Andy Thomson, director of design technology and engineering at Highgate School, in London, agrees. He says that in traditional DT, products tend to be
about ticking a box to pass an exam: “We need to set students up for a way of life: it’s knowing which logos to look out for in terms of sustainable forestry when shopping or knowing which plastic to recycle. We need to bring climate change into the classroom and make them aware that their choices have consequences.

“Students need to see there’s a bigger world out there and they have a part to play – and we need to equip them with the skills to help it. Engineering is problem-solving, so let’s design a product to filter water or to create renewable energy,” he adds. 

One of his A-level students, for example, created an app that scans the barcode of a product and then tells you which recycling bin it needs to go in. “That real-world engineering really grabs students’ attention,” he says. 

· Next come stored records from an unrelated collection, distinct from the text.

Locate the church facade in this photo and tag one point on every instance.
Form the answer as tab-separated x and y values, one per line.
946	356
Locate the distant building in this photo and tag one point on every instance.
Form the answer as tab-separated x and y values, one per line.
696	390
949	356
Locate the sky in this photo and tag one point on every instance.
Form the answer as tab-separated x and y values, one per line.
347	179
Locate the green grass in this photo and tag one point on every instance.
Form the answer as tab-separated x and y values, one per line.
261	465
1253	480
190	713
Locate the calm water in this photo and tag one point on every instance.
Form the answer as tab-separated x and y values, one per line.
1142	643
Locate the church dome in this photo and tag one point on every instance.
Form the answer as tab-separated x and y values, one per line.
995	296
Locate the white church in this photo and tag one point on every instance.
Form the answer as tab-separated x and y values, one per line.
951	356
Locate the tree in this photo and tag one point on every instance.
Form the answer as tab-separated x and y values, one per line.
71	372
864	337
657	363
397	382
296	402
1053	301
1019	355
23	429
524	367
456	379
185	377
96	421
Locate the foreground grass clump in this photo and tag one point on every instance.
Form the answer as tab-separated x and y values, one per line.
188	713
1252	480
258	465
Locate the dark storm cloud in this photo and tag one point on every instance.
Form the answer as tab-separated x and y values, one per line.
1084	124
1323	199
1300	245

Throughout the school, students use engineering to support the environment: Year 6 pupils design and produce electric cars, Year 5s build and care for a wildlife sanctuary, Year 9s create small wind turbines and Year 10s take old household objects – like copper pipes or an old guitar – and upcycle them to create lamps.

In addition to adding a sustainable element to existing practical projects, Thomson suggests collaborating with green engineers and other teachers. “When students see role models, they see a clear route to a career. So getting people in to talk about sustainability, design and engineering is ideal. If teachers need support or inspiration, they should collaborate with others: I use social media to talk to other teachers who are making a difference in this space.”

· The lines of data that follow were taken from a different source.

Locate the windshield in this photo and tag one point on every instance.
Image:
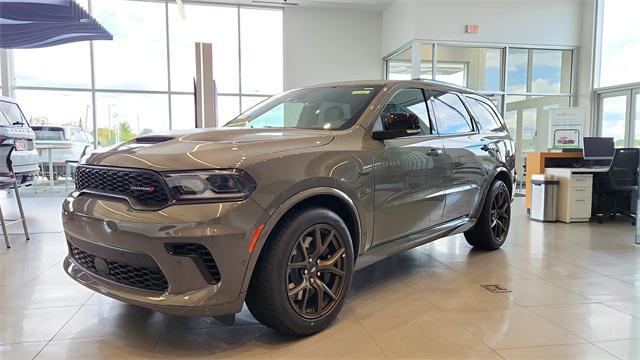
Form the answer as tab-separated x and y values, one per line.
328	108
10	114
49	133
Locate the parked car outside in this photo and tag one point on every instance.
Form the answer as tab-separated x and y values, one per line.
71	143
279	207
15	131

Eleanor Eyre, head of careers at EngineeringUK, agrees that making engineering – and, indeed, green engineering – accessible to young people is crucial. “Engineering is still something that they don’t hear about as often as professions like medicine and the law,” she says. “We need to get it into their everyday vocabulary. The more we talk about it, the more it becomes viable and filters down to the next generation.

“There’s a wealth of great case studies and resources teachers can use, such as quizzes, to get young people thinking about their interests and how this could shape the type of engineer they could be in the future. Meet the Future You matches young people to a profile, such as ‘future lifesaver’ or ‘universe explorer’. These profiles are based on real-life engineers from UCL’s engineering faculty and showcase the diverse range of fields and backgrounds.”

So, whether it’s introducing sustainable elements to your practical lessons, setting up clubs or making the most of external opportunities, there are plenty of ways in which teachers can support young people to become the engineers of the future and, by extension, tackle the climate change crisis. 

Tomorrow’s Engineers Week, which runs from 8-12 November, aims to challenge outdated perceptions of engineering by highlighting to young people that engineering is a creative, problem-solving, exciting career that improves the world around us. This year, it places an emphasis on demonstrating how engineering careers can contribute to tackling climate change and achieving net-zero carbon emissions.